Jordan canonical form of a 5 x 5 matrix

Question

If A is a complex 5 × 5 matrix with characteristic polynomial f = (x − 2)$^3$ (x + 7)$^2$ and minimal polynomial p = (x − 2)$^2$ (x + 7), what is the Jordan form for A?

I have got an answer very close to the correct one of \begin{bmatrix} 2 & 0 & 0 & 0 & 0 \\ 1 & 2 & 0 & 0 & 0 \\ 0 & 0 & 2 & 0 & 0 \\ 0 & 0 & 0 & -7 & 0 \\ 0 & 0 & 0 & 0 & -7 \\ \end{bmatrix} However I was wondering why the answer is not \begin{bmatrix} 2 & 0 & 0 & 0 & 0 \\ 0 & 2 & 0 & 0 & 0 \\ 0 & 0 & 2 & 0 & 0 \\ 0 & 0 & 0 & -7 & 0 \\ 0 & 0 & 0 & 0 & -7 \\ \end{bmatrix} Where does the 1 come from in the second row?

Thanks

Answer 1

A matrix is diagonalizable iff its minimal polynomial factors as a product of different linear factors, so for your matrix to be similar to the lower matrix its minimal polynomial would have to be $\;(x-2)(x+7)\;$.
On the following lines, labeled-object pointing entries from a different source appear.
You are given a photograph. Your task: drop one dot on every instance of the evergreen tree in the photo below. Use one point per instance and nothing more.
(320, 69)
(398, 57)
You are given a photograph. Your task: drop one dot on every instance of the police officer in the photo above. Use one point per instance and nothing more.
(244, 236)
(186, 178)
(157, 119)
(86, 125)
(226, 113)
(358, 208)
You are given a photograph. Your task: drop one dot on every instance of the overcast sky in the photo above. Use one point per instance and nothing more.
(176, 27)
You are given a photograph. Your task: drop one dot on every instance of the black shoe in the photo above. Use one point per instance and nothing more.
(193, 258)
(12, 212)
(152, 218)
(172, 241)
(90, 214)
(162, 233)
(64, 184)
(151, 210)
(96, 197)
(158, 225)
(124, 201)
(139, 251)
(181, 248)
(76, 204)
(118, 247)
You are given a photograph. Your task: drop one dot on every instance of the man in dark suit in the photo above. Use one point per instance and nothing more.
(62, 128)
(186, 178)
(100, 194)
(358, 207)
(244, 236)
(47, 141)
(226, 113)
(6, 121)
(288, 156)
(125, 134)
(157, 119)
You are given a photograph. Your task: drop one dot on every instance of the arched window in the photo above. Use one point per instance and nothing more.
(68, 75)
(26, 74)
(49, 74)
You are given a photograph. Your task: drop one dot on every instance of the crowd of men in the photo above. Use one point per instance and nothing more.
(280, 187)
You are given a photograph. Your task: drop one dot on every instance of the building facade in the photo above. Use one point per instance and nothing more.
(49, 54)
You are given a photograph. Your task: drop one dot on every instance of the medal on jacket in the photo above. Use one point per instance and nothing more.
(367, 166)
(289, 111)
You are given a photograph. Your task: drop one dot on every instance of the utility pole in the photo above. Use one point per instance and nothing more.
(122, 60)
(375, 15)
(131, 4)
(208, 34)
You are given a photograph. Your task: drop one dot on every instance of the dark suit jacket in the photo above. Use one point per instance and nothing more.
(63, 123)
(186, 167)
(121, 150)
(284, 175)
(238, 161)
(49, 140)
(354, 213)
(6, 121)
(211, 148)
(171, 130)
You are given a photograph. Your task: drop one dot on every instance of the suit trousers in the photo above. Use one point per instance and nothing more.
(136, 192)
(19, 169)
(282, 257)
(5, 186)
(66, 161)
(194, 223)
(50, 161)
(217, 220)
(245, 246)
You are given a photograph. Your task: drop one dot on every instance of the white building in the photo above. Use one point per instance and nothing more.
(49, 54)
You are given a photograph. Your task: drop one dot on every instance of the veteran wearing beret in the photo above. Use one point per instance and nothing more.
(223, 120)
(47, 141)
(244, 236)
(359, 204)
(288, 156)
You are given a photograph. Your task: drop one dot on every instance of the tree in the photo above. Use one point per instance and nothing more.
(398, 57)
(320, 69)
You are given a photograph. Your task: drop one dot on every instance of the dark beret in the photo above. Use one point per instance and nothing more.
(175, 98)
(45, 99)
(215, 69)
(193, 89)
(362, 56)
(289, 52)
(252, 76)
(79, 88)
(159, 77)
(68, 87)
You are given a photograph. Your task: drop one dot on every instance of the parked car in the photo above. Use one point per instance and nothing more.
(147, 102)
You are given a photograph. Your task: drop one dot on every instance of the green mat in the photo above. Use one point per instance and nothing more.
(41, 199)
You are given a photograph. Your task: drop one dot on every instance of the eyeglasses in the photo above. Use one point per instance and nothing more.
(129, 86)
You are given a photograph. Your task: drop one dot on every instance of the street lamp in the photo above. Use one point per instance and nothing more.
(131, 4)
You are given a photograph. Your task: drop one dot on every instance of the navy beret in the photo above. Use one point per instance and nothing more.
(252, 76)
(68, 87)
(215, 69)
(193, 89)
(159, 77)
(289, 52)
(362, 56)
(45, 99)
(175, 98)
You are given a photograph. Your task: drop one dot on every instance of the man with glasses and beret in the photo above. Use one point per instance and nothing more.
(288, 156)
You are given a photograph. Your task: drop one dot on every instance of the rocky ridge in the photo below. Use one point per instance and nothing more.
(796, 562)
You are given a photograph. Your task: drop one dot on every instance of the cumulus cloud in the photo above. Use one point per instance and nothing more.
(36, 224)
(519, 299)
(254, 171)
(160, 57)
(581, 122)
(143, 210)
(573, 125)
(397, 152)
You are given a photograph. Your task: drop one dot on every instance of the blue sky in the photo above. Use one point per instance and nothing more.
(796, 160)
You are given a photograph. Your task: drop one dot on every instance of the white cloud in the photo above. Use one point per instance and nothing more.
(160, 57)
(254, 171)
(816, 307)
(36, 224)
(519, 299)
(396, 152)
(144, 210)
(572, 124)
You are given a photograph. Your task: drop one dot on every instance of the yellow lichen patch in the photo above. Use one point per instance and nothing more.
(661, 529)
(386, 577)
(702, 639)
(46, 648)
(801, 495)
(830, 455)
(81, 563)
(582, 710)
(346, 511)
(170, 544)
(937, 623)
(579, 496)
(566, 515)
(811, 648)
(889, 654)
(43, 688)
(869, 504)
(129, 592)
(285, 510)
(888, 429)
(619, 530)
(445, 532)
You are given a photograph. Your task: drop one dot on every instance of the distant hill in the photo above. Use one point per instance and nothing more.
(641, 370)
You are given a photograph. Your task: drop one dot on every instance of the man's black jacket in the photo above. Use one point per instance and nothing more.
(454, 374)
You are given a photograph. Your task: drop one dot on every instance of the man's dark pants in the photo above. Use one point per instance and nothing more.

The one in the second row of the correct matrix is what "breaks" the diagonalizability of your matrix, and it comes from something called "generalized eigenvector", meaning: there are not three linearly independet eigenvectors related to the eigenvalue $\;2\;$, only two of them. The "third one" is the so-called generalized eigenvector.

Answer 2

Check your notes and review the minimal polynomial. Note that a matrix will be diagonalizable if and only if every (distinct) factor in the minimal polynomial has exponent $1$.
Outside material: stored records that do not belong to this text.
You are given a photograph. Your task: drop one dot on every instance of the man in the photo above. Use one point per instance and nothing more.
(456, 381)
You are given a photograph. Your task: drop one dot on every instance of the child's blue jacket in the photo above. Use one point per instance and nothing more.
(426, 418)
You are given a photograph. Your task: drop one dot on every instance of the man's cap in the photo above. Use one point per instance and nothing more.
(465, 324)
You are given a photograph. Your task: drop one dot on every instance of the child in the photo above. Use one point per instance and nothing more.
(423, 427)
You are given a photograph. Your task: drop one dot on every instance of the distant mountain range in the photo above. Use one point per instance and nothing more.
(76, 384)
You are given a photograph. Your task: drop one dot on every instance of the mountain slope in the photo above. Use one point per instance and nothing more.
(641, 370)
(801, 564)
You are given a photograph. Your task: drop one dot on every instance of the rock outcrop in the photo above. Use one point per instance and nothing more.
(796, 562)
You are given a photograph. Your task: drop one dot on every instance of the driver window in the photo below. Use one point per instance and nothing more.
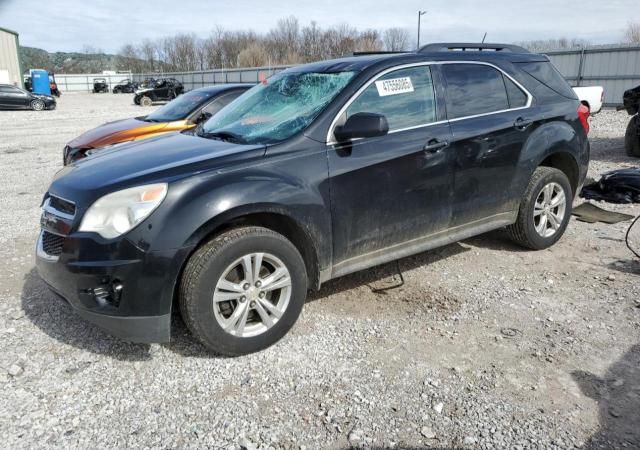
(405, 97)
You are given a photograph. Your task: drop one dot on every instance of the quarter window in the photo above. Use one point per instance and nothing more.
(474, 89)
(517, 98)
(405, 97)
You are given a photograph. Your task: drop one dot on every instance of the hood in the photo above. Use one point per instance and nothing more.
(114, 132)
(161, 158)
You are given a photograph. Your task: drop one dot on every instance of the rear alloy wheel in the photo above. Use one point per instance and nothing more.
(544, 211)
(632, 137)
(37, 105)
(242, 291)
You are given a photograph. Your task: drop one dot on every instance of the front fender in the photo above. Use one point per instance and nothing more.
(197, 206)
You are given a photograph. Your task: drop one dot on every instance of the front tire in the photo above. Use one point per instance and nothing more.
(37, 105)
(544, 211)
(242, 291)
(632, 138)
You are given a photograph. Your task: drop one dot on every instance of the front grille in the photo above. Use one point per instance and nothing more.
(62, 205)
(52, 243)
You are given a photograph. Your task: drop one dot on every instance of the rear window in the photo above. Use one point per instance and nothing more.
(474, 89)
(548, 75)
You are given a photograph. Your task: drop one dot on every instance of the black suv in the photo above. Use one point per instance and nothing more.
(100, 85)
(322, 170)
(164, 89)
(125, 87)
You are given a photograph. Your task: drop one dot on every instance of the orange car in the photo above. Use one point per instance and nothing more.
(179, 114)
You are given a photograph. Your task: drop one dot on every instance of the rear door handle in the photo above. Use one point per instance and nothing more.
(522, 124)
(434, 146)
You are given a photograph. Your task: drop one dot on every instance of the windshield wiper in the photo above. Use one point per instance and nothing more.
(228, 136)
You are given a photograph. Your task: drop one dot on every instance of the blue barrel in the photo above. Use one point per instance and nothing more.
(40, 82)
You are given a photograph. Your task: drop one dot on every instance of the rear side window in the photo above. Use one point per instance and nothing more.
(405, 97)
(547, 74)
(517, 97)
(474, 89)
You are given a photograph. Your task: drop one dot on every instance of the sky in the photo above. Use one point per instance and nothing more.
(70, 25)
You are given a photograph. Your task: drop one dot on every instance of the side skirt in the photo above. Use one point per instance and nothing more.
(418, 245)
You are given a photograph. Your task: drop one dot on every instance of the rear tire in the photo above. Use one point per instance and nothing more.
(632, 138)
(544, 211)
(37, 105)
(231, 307)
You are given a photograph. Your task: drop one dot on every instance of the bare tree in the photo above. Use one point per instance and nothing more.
(312, 43)
(396, 39)
(562, 43)
(369, 41)
(632, 33)
(253, 56)
(286, 43)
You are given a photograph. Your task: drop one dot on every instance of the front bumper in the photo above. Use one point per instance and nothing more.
(120, 288)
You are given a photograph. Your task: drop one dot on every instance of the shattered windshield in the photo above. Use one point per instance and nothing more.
(179, 108)
(276, 109)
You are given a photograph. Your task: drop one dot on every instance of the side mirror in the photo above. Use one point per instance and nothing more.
(362, 125)
(203, 117)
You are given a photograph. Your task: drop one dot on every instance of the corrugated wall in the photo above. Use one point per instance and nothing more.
(9, 60)
(616, 69)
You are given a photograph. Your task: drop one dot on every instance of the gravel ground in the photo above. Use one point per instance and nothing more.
(484, 346)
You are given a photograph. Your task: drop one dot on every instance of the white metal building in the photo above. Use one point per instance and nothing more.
(10, 70)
In general, the exponent of a factor in the minimal polynomial tells you the size of the largest associated Jordan block.

Answer 3

We see that $\lambda = 2$ is a an eigenvalue with algebraic multiplicity $3$ since $(x-2)^3$ shows up in the characteristic polynomial but the geometric multiplicity if only $2$ since the minimal polynomial doesn't split into distinct linear factors. Thus the matrix is not diagonalizable and the eigenvalue $\lambda= 2$ has a degenerative eigenspace. That $1$ off of the diagonal expresses these qualities.

Answer 4

For each eigenvalue$~\lambda$, you may have one or more Jordan blocks, and the may have different sizes. The exponent of $(x-\lambda)$ in the characteristic polynomial gives the sum of all sizes of Jordan blocks for$~\lambda$, while the exponent of $(x-\lambda)$ in the minimal polynomial gives the size of the largest Jordan block for$~\lambda$.
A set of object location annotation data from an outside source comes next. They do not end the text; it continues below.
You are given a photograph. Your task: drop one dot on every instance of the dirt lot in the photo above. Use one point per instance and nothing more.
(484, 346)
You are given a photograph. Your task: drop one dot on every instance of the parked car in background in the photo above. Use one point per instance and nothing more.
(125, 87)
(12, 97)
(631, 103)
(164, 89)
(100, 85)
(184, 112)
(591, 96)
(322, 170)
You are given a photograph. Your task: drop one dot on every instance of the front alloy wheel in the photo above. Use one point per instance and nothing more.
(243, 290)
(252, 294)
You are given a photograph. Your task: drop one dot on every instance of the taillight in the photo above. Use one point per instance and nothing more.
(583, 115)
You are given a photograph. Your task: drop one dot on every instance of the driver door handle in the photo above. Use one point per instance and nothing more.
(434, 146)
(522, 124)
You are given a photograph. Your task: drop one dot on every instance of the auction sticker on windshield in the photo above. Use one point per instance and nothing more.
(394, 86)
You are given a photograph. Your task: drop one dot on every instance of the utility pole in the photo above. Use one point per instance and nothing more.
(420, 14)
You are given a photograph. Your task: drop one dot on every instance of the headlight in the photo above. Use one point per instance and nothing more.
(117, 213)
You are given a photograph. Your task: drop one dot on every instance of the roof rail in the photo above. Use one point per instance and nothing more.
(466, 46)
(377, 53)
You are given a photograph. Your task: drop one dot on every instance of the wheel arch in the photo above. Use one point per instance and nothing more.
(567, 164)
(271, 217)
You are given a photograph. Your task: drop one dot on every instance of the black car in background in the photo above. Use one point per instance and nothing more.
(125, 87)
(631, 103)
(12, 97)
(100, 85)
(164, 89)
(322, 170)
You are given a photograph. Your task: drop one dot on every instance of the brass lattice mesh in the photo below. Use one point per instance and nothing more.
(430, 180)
So here for $\lambda=-7$ all blocks have size$~1$ (meaning "this part" is diagonalisable) and there are two such blocks. For $\lambda=2$ the largest block must have size$~2$ (so that you must have at least one nonzero off-diagonal coefficient, and this part is not diagonalisable), and the sum of the block sizes must be $3$, which is only possible with one block of size$~2$ and another block of size$~1$. This gives you all Jordan block sizes, and (up to permutation of the Jordan blocks) the Jordan normal form.